Nine lessons on how Niantic reached a $4B valuationMay 1, 2019 Off By Jill T Frey
We’ve captured much of Niantic’s ongoing story in the first three parts of our EC-1, from its beginnings as an “entrepreneurial lab” within Google, to its spin-out as an independent company and the launch of Pokémon GO, to its ongoing focus on becoming a platform for others to build augmented reality products upon.
It’s not an origin story that serves as an easily replicable blueprint — but if we zoom out a bit, what’s to be learned?
A few key themes stuck with me as I researched Niantic’s story so far. Some of them – like the challenges involved with moving millions of users around the real world – are unique to this new augmented reality that Niantic is helping to create. Others – like that scaling is damned hard – are well-understood startup norms, but interesting to see from the perspective of an experienced team dealing with a product launch that went from zero to 100 real quick.

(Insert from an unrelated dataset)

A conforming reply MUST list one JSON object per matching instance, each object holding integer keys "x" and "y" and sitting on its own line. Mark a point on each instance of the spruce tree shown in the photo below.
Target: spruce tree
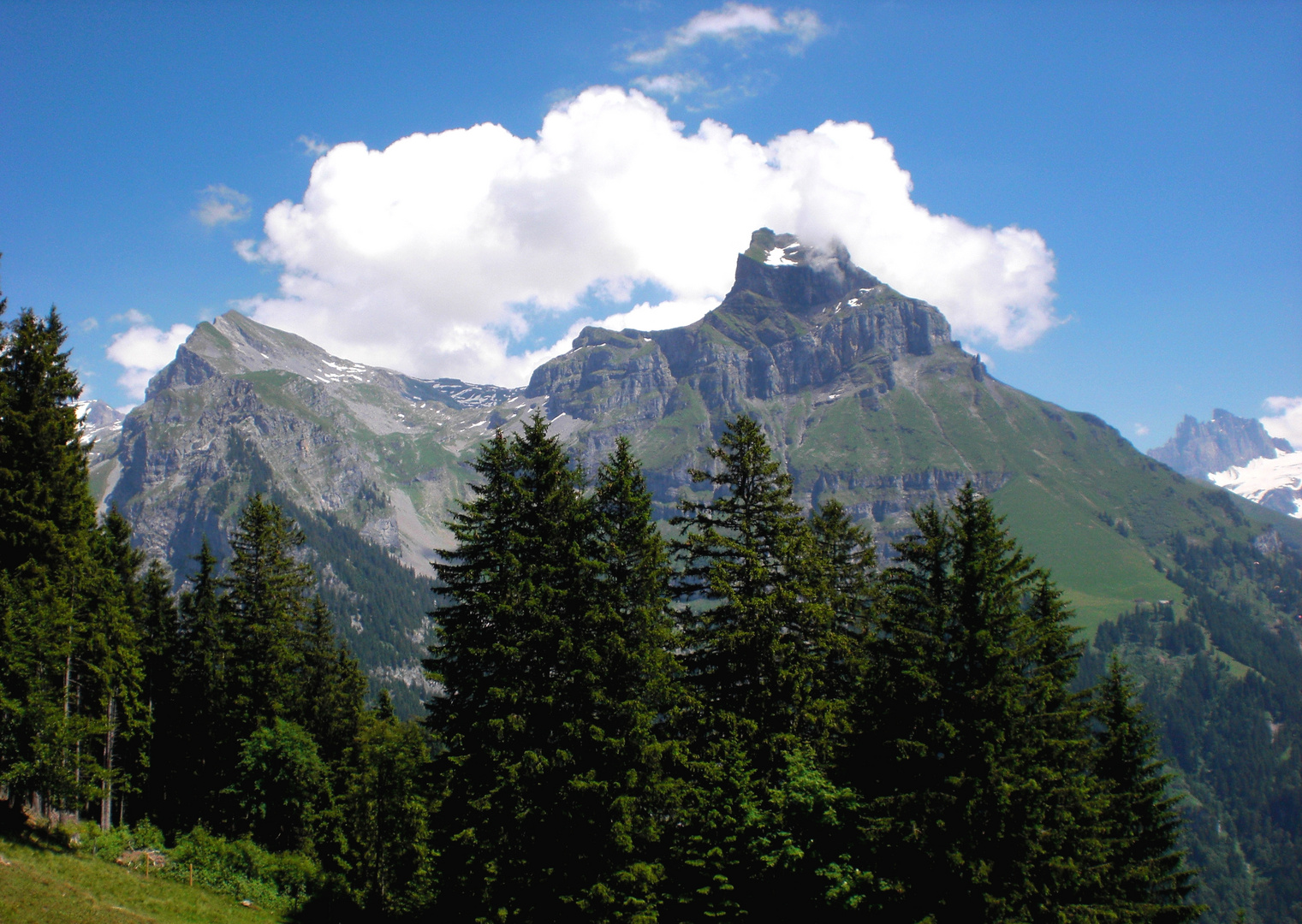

- Build on top of what works best
- AR alone doesn’t make a hit game
- Ship the MVP, but have the roadmap ready
- Scaling is hard, even when you’ve done it before
- As your userbase grows, so do your responsibilities
- Visual designs can have growing pains too
- Social features can be useful for more than just growth
- Get users rolling as fast as possible
- Communication keeps users happy
The reading time for this article is 21 minutes (5,125 words).
Build on top of what works best
Everything Niantic has built so far is an evolution of what the team had built before it. Each major step on Niantic’s path has a clear footprint that precedes it; a chunk of DNA that proved advantageous, and is carried along into the next thing.
Looking back, it’s a cycle we can see play out on repeat: build a thing, identify what works about it, trim the extra bits, then build a new thing from that foundation.